We conduct research to advance state of the art in the area of Knowledge Discovery in Data sets (KDD), with an emphasis on Data Mining, and in particular Web Mining and Stream Data Mining. Our daily activities consist of learning, investigation, design, implementation, testing, and evaluation of efficient algorithms and techniques to solve challenging problems in support of a variety of applications, such as:
- Web analytics & Web personalization for e-commerce and information retrieval
- Mining evolving data streams with an emphasis on evolving Web clickstreams
- Scalable and/or personalized information retrieval in data such as text and astronomical data sets
Recently, the world has witnessed an explosion of electronically stored data. Most organizations rely on huge databases that contain a wealth of information which unfortunately, is not fully exploited. In fact the increasing size of most data repositories is making the access to useful information more and more difficult. Hence, the saying that “The mechanical production of data has created the need for a mechanical consumption of data” is not in vain. Data mining (DM) comprises the set of intelligent tools that can be used to extract useful or interesting information, such as patterns, associations, change, anomalies and significant structures, from large amounts of data stored in various information repositories. Data mining inherits a legacy from diverse disciplines, including:
- Machine Learning
- Artificial Intelligence
- Pattern Recognition
- Database Systems
- Information Retrieval
Recently, several particularly challenging areas of research in data mining have emerged, including:
- Web Mining: mining web data (semi-structured to unstructured)
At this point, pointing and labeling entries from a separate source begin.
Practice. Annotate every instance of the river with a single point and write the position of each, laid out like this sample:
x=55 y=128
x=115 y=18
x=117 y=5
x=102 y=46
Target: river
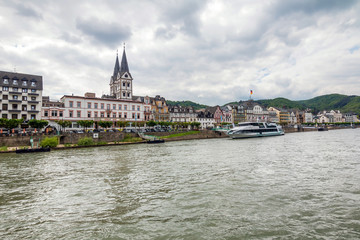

- Text Mining: mining text data such as in Web pages and e-mails
- Stream Data Mining: mining data that arrives in huge quantities under extremely stringent memory constraints, making it necessary to process the data in only one sequential direction (ex: clickstream data)
- Mining Evolving Data Streams: mining data that not only arrives in huge quantities under harsh computational and space constraints, but that can also change unexpectedly.
What We Do
In our lab, we conduct research in all these challenging areas, which are often intertwined instead of being separate. For example Web Mining often involves data of different types: Web Usage data as found in Web logs that record user navigation or clicks on a website, Structure data as in the hyperlinks between Web pages, and Text data as in the content of Web pages. Text Mining is therefore a special subset of Web Mining.
Also, contrary to most assumptions, Web data on most busy websites is highly dynamic. In particular, Web usage data possesses all the challenging characteristics of massive and evolving data streams, with one added challenge: it is of much higher dimensionality and is very sparse!!!